Summary of "What is a secure page?" discussion, first draft from Yngve N. Pettersen (Developer Opera Software ASA) on 2007-04-24 (public-wsc-wg@w3.org from April 2007)

From: Yngve N. Pettersen (Developer Opera Software ASA) <yngve@opera.com>
Date: Tue, 24 Apr 2007 20:03:49 +0200
To: "public-wsc-wg@w3.org" <public-wsc-wg@w3.org>
Message-ID: <op.trau4nzpqrq7tp@nimisha.oslo.opera.com>
Hello all,

Here is my first draft of the summary of the earlier discussion of what a  
secure page is (or should be).

Comments, suggestions?

----------------------

* In scope:

Documents loaded from a server to a client via HTTP or HTTPS, and the
security of the loading procedure between the client and the server (how
protected was the information in transit?).

* Not in scope:

The security of the underlying network, such as VPNs.  Even an isolated
local network can have malicious users, so the network connection
environment should be considered unprotected.

The local security of the client and server systems. It is not possible
(except possibly in certain special cases) for software to protect itself
on a compromised system, and it is likewise very difficult, if not
impossible, for the software to tell if a system is compromised. For the
purpose of this discussion the end-point systems should be considered
secure.

--------

* What does the padlock indicate?

The padlock (whatever form it takes; There was some discussion about that)
displays the combined security level of the loaded document, based on
certain client specific criteria, such as the encryption methods used when
connecting to the server.

Criteria currently used by clients (clients may use a selection)

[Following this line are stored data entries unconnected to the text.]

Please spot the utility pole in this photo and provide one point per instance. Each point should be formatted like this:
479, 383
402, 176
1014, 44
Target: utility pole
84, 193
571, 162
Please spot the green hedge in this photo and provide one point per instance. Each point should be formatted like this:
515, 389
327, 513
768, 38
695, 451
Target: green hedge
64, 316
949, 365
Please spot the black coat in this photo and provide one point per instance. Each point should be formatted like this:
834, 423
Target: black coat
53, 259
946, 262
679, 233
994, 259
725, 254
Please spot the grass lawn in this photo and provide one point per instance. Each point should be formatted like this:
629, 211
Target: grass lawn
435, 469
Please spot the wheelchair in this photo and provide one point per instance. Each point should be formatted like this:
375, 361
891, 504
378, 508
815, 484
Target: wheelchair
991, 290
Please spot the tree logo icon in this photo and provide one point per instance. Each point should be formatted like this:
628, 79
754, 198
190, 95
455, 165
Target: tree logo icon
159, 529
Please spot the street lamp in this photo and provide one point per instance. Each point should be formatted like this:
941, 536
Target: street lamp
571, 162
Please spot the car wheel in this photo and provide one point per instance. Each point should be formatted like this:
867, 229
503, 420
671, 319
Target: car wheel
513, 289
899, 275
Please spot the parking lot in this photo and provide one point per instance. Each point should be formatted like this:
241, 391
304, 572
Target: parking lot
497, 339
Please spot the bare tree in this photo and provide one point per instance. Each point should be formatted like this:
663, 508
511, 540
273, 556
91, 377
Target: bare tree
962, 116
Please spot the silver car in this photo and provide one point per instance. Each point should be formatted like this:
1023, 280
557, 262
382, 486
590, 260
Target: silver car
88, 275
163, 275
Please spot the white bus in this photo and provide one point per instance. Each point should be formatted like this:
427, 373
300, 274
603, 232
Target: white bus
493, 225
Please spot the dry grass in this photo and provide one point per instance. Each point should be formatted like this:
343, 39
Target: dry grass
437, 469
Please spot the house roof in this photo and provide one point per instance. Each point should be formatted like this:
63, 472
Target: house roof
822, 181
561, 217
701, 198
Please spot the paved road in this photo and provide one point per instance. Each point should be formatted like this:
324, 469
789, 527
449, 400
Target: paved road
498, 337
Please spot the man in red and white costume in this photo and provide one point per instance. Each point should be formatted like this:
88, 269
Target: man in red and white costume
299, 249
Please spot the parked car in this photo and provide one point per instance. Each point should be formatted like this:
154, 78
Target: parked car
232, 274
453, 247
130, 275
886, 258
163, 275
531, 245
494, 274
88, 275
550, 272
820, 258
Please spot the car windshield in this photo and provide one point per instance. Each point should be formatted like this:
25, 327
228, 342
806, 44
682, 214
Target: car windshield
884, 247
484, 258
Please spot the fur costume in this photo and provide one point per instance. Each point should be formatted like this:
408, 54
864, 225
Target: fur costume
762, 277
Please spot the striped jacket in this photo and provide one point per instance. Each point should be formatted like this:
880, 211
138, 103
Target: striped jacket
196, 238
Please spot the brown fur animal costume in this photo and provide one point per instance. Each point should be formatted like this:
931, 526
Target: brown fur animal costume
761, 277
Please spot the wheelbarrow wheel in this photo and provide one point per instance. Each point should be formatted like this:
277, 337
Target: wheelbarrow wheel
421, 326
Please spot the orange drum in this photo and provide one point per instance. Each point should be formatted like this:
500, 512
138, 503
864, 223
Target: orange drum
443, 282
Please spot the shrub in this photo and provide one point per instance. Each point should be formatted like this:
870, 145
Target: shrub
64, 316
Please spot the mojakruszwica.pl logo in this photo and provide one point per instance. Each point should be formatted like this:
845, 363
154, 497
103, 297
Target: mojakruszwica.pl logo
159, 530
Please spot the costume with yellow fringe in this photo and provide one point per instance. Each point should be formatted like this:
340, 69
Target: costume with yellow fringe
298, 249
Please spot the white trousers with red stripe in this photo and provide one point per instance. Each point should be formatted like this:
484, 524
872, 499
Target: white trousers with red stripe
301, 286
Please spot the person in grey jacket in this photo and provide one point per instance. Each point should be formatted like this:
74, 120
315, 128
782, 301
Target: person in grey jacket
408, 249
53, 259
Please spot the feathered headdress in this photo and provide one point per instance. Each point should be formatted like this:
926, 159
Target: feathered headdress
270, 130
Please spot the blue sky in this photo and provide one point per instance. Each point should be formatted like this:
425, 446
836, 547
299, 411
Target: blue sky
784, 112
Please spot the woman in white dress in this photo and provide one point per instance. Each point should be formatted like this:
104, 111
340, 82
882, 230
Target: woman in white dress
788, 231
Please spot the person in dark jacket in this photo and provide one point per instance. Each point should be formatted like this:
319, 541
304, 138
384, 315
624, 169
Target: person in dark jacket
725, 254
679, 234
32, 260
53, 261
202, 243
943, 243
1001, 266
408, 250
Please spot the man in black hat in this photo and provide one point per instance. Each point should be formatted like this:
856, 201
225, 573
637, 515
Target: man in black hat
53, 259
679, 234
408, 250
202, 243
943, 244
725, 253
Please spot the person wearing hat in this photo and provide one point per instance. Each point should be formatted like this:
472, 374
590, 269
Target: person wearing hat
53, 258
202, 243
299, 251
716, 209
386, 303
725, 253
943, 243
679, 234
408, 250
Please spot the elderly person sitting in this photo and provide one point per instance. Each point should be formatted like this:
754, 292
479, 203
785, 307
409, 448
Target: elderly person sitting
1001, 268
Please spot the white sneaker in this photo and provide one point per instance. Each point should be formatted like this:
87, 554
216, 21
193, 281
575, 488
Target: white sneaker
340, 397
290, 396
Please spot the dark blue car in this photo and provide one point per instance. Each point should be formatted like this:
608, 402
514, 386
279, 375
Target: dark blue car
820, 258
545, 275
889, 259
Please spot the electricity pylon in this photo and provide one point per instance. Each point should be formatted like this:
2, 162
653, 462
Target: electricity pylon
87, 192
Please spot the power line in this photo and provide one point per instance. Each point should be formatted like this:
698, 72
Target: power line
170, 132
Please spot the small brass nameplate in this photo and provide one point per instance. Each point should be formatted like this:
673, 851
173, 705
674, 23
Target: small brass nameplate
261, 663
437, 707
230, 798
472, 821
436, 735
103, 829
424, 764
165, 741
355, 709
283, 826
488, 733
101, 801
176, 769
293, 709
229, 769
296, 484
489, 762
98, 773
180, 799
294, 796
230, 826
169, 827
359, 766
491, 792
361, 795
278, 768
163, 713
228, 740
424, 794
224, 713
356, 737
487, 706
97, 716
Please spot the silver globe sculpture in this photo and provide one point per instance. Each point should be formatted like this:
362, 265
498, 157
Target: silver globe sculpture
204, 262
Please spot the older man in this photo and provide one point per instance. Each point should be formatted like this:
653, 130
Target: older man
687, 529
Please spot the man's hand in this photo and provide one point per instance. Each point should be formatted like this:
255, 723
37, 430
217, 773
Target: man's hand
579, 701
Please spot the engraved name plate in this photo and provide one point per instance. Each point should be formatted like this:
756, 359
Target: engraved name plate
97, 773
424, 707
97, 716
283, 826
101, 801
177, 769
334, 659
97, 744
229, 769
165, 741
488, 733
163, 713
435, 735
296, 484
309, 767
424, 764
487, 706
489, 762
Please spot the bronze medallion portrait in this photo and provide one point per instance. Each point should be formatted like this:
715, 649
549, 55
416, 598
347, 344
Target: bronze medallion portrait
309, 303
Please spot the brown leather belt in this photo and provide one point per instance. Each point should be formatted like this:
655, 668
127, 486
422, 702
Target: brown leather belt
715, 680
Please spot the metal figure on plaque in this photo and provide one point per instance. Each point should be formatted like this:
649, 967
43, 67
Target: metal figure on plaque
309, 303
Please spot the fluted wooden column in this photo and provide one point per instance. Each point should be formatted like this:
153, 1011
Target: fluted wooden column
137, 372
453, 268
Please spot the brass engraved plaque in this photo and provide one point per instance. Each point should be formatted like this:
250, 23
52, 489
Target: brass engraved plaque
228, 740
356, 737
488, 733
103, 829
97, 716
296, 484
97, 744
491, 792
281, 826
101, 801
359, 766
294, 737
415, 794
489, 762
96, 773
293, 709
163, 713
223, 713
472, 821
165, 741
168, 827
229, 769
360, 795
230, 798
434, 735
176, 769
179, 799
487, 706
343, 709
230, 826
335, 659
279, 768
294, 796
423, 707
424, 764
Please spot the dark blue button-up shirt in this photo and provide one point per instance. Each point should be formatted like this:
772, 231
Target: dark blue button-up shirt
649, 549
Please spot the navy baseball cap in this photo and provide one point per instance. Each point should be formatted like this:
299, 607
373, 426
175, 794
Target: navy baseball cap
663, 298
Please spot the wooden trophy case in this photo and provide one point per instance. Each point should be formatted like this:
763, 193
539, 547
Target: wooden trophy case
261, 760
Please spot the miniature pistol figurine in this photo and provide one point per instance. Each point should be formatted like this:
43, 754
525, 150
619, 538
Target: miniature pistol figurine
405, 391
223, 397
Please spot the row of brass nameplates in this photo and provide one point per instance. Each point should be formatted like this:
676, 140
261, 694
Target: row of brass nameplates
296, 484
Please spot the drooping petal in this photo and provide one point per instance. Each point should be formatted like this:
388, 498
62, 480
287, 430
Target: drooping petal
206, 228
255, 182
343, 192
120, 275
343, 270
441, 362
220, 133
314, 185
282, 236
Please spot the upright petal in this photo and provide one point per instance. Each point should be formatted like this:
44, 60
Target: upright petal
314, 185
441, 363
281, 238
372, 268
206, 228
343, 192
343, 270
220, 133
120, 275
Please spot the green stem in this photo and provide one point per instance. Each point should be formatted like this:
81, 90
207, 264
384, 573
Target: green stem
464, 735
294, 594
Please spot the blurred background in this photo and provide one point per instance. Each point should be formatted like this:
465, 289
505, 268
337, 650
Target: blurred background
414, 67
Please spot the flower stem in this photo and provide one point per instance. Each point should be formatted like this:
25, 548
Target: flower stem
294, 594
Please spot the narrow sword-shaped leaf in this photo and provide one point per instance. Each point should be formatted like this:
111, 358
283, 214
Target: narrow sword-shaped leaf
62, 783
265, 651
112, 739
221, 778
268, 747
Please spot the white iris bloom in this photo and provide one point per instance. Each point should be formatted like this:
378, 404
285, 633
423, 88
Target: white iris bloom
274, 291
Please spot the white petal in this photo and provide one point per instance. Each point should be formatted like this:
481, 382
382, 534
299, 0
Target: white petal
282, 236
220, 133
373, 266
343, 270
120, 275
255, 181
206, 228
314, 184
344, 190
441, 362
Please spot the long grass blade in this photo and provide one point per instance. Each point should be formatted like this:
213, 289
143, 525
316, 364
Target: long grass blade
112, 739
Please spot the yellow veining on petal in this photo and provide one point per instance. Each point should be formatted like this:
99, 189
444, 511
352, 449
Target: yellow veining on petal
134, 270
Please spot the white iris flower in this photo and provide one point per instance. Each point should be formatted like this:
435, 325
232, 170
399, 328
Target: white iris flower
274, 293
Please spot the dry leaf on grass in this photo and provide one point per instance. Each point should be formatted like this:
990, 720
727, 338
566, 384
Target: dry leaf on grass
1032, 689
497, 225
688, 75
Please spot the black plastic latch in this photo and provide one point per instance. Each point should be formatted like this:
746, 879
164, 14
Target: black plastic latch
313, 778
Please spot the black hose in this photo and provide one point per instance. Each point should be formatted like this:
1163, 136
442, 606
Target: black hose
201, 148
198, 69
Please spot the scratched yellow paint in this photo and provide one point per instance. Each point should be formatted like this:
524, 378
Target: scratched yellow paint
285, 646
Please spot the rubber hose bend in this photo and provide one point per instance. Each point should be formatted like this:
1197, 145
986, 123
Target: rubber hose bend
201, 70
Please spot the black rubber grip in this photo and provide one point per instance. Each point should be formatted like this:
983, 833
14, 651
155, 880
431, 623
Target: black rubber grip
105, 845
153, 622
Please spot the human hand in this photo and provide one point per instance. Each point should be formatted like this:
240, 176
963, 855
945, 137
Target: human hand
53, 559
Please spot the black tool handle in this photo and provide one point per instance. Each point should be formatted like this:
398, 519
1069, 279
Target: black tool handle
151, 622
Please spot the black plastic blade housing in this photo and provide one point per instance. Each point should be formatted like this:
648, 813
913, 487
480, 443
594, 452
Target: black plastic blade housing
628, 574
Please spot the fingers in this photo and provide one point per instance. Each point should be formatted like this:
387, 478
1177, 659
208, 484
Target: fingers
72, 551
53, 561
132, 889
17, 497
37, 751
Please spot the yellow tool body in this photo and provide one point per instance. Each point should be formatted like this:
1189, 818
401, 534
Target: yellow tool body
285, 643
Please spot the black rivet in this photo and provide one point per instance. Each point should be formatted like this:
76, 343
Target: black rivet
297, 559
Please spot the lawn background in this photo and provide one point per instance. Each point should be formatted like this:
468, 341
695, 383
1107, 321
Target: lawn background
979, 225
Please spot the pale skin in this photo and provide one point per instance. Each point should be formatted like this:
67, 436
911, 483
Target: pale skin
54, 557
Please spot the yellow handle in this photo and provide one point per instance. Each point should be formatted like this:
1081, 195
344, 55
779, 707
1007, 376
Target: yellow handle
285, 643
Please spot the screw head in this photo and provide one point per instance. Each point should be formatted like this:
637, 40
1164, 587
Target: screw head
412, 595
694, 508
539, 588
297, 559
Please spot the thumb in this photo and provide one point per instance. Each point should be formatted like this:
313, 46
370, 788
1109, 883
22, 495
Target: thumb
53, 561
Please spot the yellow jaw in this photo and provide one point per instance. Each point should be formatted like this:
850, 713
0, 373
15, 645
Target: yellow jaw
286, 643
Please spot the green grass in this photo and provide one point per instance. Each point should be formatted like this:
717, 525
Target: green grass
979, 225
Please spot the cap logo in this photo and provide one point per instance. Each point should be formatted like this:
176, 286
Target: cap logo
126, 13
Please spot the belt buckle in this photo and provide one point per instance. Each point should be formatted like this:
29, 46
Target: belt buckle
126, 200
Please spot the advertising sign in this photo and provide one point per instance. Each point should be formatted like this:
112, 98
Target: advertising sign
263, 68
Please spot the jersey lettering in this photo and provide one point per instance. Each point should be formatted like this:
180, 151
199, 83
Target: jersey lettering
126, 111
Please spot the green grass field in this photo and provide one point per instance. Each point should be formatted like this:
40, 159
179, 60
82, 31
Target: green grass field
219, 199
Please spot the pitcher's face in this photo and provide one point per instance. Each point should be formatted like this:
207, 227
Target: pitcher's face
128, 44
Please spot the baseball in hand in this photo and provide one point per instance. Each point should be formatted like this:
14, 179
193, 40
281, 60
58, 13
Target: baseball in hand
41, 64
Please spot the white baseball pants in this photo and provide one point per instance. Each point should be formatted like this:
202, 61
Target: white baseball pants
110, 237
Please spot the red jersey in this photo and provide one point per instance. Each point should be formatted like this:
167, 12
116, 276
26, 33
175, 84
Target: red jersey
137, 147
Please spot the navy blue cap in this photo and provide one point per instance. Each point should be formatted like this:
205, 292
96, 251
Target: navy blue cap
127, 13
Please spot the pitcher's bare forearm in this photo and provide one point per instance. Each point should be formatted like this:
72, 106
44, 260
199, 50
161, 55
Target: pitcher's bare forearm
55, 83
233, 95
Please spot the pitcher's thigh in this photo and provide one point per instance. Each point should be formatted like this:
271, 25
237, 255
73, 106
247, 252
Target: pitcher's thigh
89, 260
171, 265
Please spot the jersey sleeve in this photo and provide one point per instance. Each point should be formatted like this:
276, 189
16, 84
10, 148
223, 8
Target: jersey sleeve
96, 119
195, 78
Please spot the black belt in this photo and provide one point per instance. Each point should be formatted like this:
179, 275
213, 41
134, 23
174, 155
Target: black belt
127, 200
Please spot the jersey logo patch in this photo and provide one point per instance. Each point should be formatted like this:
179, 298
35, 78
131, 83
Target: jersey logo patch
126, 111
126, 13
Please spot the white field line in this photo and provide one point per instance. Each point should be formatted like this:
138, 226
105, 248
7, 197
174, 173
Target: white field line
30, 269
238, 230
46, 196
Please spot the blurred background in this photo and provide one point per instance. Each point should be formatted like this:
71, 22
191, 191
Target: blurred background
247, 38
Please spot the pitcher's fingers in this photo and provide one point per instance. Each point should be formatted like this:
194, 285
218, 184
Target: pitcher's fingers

    - Symmetric encryption strength used by the connection
    - Strength of authentication used by server (such as public key length
and certificate chain)
    - Security of the protocol
    - Sequence of redirects used to get to the document
    - The security of documents loaded as part of the document
    - The security of resources loaded by external software (plugins, Java)
through the client

Not considered by clients:

    - The security of resources loaded by external software by direct
connection to the network (bypassing the client) as part of the document
    - The security of networked resources retrieved by the server as a
result of the request from the client (that is, the server function as a
proxy)
    - Actions taken by a proxy that has been given permission to decrypt and
then (possibly) reencrypt the request and the resulting content, for
example to filter the content.

Criteria some think should be included

    - Information about the service's reputation
    - Previously registered information about the server
    - Is the document using content from third party services?

Other criteria that might be used

    - Have the data been stored on the local filesystem? (Problem: Swapfile)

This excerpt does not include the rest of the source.